By Bruce Parker | Vermont Watchdog
It’s a best-seller at bake sales, a king of American confections, even a mandatory munchie of marijuana users. But the iconic chocolate brownie, that perfect blend of cake and cookie, is banned in Vermont schools.
In its place are new hoped-for kid favorites like fruit shish kebab, kale and even gluten-free paleo lemon bars.
The switch stems from nutrition mandates required under the new Smart-Snacks-in-Schools program in effect for public schools.
“The new school lunch pattern has low-fat, leaner proteins, greater variety and larger portions of fruits and vegetables; the grains have to be 100 percent whole-grain rich,” Laurie Colgan, child nutrition program director at the Agency of Education, told Vermont Watchdog.
The new rules, which evolved out of the Healthy, Hunger-Free Kids Act of 2010, spell death to brownies, cupcakes, cookies and other bake sale goodies used to raise money for extracurriculars at money-strapped schools.
Deborah Quackenbush, education division director at the Agency of Education, said Smart Snack standards apply to a la carte lunch items, vending machines and fundraising events between midnight and half an hour after school.
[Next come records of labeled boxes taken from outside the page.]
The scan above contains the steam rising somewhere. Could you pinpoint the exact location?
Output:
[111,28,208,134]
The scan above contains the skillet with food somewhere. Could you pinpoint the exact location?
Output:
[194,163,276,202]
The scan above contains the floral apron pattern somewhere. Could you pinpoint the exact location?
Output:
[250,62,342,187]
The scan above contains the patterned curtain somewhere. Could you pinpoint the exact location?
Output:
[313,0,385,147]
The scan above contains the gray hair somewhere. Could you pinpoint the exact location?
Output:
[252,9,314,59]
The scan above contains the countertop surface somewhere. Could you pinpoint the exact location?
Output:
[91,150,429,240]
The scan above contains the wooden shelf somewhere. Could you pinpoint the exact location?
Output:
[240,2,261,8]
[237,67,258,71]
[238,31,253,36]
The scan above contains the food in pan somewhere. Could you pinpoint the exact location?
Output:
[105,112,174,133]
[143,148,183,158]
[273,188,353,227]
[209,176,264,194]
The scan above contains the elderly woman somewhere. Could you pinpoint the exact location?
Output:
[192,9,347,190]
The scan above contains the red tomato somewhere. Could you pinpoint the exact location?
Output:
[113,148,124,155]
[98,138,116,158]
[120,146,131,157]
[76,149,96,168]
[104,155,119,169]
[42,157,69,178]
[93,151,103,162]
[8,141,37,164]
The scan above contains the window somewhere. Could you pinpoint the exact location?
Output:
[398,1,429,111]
The standard does not apply to off-campus events or to concessions for sporting events, plays and concerts. Moms who send brownies or cupcakes to celebrate a child’s birthday in the new dessert-averse environment will be permitted to do so.
“These changes are really supporting the types of diets that we as a country should be following to have a healthy diet and lifestyle,” Colgan said.
While the rules favor death to chocolate instead of death by chocolate, Colgan said the guidelines do not necessarily spell death for school fundraisers.
“If you have a food fundraiser and the foods meet the guidelines, then you can have that fundraiser. …Schools have fundraisers that are selling things like grapefruits and oranges from Florida. They’re selling flower bulbs, cards and wrapping paper. There are a lot of non-food fundraisers schools are using.”
To address the fundraising dilemma created by new mandates, some nutrition sites suggest fundraisers that offer gluten-free, vegan and paleo diet options such as sugar-free paleo lemon bars.
Shelley Mathias, principal of Edmunds Elementary School in Burlington, said she welcomed the federal Smart Snack standards, but she added her school was “ahead of the game” in banning dessert for kids.
“We haven’t had desserts in our schools. This is my fourth year, and I’ve never seen a dessert served in the school. The kids like kale here, and they eat broccoli. Really, we’ve been ahead of the game,” Mathias said.
“We have an excellent farm-to-school program, and kids get free snacks that consist of fruits and vegetables, possibly cheese and some fiber.”
Unlike Agency of Education rules that permit sweets in classroom birthday celebrations, Edmunds offers no compromise with what Mathias called “old commodity foods that were not exactly the most healthy things in the world.”
“If you look in our handbook, we’re asking people to send in healthy snacks if there is a birthday or something like that. We have some great alternatives, like fruit shish kebab.”
But some states are beginning to revolt against the federal nutrition standards. In Massachusetts, an uprising over lost bake sale revenue led the state to repeal the standards for fundraisers. Two New York school districts abandoned the national school lunch program altogether after participation dropped precipitously. Other states are struggling with a “plate waste” epidemic estimated to cost more than $1 billion.
U.S. Department of Agriculture statistics indicate student school lunch participation is down nationwide in conjunction with the nutrition standards of the Healthy, Hunger-Free Kids Act of 2010. More than 1 million students have chosen to opt out of eating school lunches. In Vermont, the number of students participating in school lunches over the past year has dropped from 54,209 to 51,537.
While kids may be voting with their taste buds, adults are up in arms because booster clubs rely on dessert-driven fundraisers to support extracurricular activities.
Like other states, Vermont had the opportunity to exempt fundraisers from nutrition mandates. But Colgan nixed the exemption after consulting with executive directors of multiple school associations. She said fundraising groups must comply with the new school nutrition environment.
“If the school food-service program needs to be serving all these healthy foods, then the whole school environment should be supporting that notion through their school nutrition policies and with fundraising and all foods sold in schools,” Colgan said.
She said brownies might still be acceptable under the new government standards — but only if flour is whole grain rich, fat is less than 35 percent of weight and portions are 200 calories or fewer.
Colgan, Vermont’s nutrition expert and a trustee for Jaquith Public Library in Marshfield, Vt., is helping plan the library’s Harvest Festival for October. Organizers said festival bake sale items will include brownies, whoopee pies and cookies to help raise money for the library.